If I want to be part of a local martial arts or yoga studio, I can’t just go and sit there. They’ll eventually ask me to leave (trust me, I’ve tried). I have to do the practices. I have to do the work. Then I can be there.
If I steal your car, I’ll go to jail.
As a dad, if I’m awful to my wife and child, they’ll leave me and/or have me arrested.
And rightly so.
This is also how our economy functions - on progress, merit, and exclusive privilege. If you don’t have these, the world will move on gladly without you.
In short, in this world, we are excluded until proven worthy of inclusion.
But Jesus comes and turns this upside down. He starts from a place of inclusion and wholeness. Jesus starts from the right place in the story. He starts from Genesis 1 (we are created good), not Genesis 3 (we lose trust in this and start to believe and live as if God hates us).
Note: It is only we who believe this. Not God. In this loving God’s place, we create/project a damning and untrustworthy one who looks a lot like us in our untrusting state.
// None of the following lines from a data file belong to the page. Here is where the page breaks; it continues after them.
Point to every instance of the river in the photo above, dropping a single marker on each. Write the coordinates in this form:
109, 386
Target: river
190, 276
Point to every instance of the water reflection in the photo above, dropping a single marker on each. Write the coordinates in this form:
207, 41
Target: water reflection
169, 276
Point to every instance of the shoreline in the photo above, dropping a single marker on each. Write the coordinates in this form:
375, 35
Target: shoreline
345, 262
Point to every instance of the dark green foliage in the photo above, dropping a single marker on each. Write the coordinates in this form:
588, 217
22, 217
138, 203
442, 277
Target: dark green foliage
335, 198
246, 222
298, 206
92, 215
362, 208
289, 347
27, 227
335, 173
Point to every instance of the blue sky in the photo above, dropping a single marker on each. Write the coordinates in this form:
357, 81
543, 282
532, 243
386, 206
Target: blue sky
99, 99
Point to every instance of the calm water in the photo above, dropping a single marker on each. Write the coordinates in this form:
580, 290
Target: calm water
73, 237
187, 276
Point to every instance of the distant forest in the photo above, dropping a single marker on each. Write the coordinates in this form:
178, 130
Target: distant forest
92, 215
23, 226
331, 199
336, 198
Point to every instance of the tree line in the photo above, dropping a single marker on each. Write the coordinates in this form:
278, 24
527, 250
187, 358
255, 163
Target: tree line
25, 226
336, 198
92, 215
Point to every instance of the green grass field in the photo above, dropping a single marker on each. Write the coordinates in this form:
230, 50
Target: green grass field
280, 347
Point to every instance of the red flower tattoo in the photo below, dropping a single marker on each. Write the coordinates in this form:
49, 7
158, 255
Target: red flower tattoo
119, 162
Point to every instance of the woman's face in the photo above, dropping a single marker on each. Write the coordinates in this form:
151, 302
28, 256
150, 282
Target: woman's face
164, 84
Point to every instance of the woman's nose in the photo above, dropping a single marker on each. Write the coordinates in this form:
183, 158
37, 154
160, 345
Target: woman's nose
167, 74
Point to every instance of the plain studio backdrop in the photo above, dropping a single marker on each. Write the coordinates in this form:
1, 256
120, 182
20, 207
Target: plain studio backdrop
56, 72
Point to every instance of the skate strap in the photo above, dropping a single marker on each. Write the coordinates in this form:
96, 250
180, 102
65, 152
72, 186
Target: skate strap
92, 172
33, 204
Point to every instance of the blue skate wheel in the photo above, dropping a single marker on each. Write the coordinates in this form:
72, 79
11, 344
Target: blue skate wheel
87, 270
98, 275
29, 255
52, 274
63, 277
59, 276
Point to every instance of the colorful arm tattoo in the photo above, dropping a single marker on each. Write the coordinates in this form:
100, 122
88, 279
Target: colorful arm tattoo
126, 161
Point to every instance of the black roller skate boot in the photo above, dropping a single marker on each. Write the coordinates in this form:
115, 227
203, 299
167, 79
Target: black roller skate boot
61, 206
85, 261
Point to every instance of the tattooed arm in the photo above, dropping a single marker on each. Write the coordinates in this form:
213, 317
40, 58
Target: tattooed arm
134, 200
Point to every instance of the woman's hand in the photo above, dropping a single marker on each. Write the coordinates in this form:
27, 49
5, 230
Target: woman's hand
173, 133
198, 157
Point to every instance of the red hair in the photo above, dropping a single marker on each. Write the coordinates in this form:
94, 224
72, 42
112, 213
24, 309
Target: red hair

So we exclude. We feel naked and cover ourselves with fig leaves in our contrived shame and we project that shame onto others.
In Christ Jesus, God has to die to godself in order to undo this.
Jesus re-creates inclusion where it has been lost. In him, we see God going straight to the most despised - lepers, demoniacs, adulterers, sex workers, colonizers, slum lords, tax collectors, you name it. He didn’t run to them to tell them they needed to do xyz to gain God’s love. He also didn’t tell them that they didn’t do anything wrong. He tells them all from the cross, “You are forgiven.” This is the resurrection promise.
All of the ways we think we/they fall short… All the debt that we hold in our minds… In Jesus, God forgives all of it.
Jesus doesn’t ask us to earn this forgiveness. He GIVES it to us as a divine promise. When this hits our heart, we know we (and they) are included and always have been.